Tamara had received a solid education; now she would profit by it, and
instead of letting all her knowledge lie like a bulb in a root-house,
she would plant it and tend it, and would hope to see sweet flowers
springing forth.
"Next summer I shall be twenty-five years old," she said to herself,
"and the whole thing has been a waste."
Each time the energetic promenaders passed her chair she heard a few
words of their conversation, on hunting often, and the dogs, and the
children, Bertie's cleverness, and Muriel's chickenpox, but always the
Prince seemed interested and polite.
Presently the old man, Stephen Strong, came up and took Mrs.
Hardcastle's chair.
"May I disturb your meditations?" he said. "You look so wise."

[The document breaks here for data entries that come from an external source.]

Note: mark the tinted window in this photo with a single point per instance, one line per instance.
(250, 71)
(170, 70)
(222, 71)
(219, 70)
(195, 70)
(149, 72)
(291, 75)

"No, I am foolish," Tamara answered. "Now you who know the world must
come and talk and teach me its meaning."
He was rather a wonderful old man, Stephen Strong, purely English to
look at, and purely cosmopolitan in habits and life. He had been in the
diplomatic service years ago, and had been in Egypt in the gorgeous
Ismail time; then a fortune came his way, and he traveled the earth
over. There were years spent in Vienna and Petersburg and Paris, and
always the early winter back in the land of the Sphinx.